Others, like John Montefusco, didn’t mind vocalizing their frustrations. “Nothing surprises me here anymore,” said the pitcher, who also played under both Martin and Berra. He continued by adding “This is the hardest thing I’ve ever had to take. I know everybody still would rather have Yogi here. It’s not Yogi’s fault.”
Rickey, having played for Martin in Oakland, asked “He’s been here four or five times, why don’t they just leave him here?” Rickey continued by saying, ‘’I played under him for three years and I thought that was enough, too. He’s all right in my book.’’ (Those of us who remembered the Rickey era can confirm that his on-field ability was matched only by his proclivity for making us all ask “Wait…what did he just say?”)
Likely in anticipation of public pushback for not only the questionable change, but for the disrespect and mistreatment of Yankee royalty, King attempted to soften the blow by telling everybody that George would “rather fire 25 players than to fire Yogi, but we all know that that would be impossible.” To my knowledge, nobody followed up by asking if Rickey would have been one of the 25 players to get fired, as the team was 5-5 in his absence, then went 1-5 when he returned.
Martin, never one to ignore a microphone, offered his take on the change by asking, “If all the guys liked him so much, why didn’t they win for him? If you’re a true Yankee, why are you in last place?” Similar to George wanting Yogi to be a “winner”, questioning whether or not Berra was a “true Yankee” brought matters to a surreal level.
You likely remember how the story ends. The absolutely loaded roster went on to win 97 games, which fell just short of a division win. Martin would continue his regular departures from what would be considered normative behavior, including a mid-season drunken brawl with Ed Whitson, and would be fired again at season’s end. (Although he would return in 1988, for a fifth and ultimately final go-around as the Yankees’ manager.)
Yogi wouldn’t manage again and would begin a long separation from everything to do with the Yankees and Yankee Stadium as long as “that guy” was in charge. Given the history of both the Yankees and Berra, in an era with old-timers’ games, former players as spring training coaches, and regular returns of former players for nostalgia purposes, this wasn’t an insignificant divorce. Yet 14 years later (in no small part due to a rather large donation from “that guy” to the Yogi Berra Museum), Yogi returned to Yankee Stadium on July 19th, 1999 for “Yogi Berra Day.” Yogi would catch the ceremonial first pitch from Don Larsen, the battery of the only perfect game in World Series history. Both would stay and witness David Cone’s perfect game.

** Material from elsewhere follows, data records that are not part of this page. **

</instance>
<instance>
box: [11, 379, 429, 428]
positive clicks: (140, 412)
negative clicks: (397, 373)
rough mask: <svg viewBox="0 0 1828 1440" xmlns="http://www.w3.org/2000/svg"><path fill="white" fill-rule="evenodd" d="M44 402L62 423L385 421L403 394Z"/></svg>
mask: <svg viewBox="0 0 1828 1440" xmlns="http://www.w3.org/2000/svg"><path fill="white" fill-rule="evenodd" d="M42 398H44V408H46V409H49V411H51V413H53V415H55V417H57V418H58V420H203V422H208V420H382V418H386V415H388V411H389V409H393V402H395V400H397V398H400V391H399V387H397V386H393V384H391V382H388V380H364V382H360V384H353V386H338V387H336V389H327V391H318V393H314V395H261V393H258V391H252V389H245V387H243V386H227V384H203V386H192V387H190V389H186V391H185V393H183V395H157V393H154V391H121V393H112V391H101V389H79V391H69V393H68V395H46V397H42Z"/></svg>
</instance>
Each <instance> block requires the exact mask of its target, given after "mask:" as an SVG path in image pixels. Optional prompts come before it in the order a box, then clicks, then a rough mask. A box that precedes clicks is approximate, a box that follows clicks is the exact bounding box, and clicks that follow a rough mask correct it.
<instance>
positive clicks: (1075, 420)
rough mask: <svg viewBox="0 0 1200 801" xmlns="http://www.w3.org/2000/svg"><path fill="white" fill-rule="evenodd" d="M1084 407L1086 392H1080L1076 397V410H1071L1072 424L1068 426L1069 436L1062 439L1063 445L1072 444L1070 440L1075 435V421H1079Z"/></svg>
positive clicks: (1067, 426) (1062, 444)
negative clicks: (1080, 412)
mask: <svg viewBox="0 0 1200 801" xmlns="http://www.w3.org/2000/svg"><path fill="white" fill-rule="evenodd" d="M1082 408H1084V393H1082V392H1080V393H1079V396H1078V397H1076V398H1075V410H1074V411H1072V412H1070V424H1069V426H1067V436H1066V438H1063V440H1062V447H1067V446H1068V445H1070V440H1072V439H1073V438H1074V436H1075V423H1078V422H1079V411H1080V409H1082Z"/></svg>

37 years later, all of this is just trivia and nostalgia, but since we’re currently at a similar point in the season as the 1985 group was, let it serve as an important reminder: Games count in April just as much as games in September, and divisions can be won and lost early in the season as well as late. That doesn’t mean the big picture should be ignored when making decisions that could have lasting effects on the players, the coaching staff, and the fans.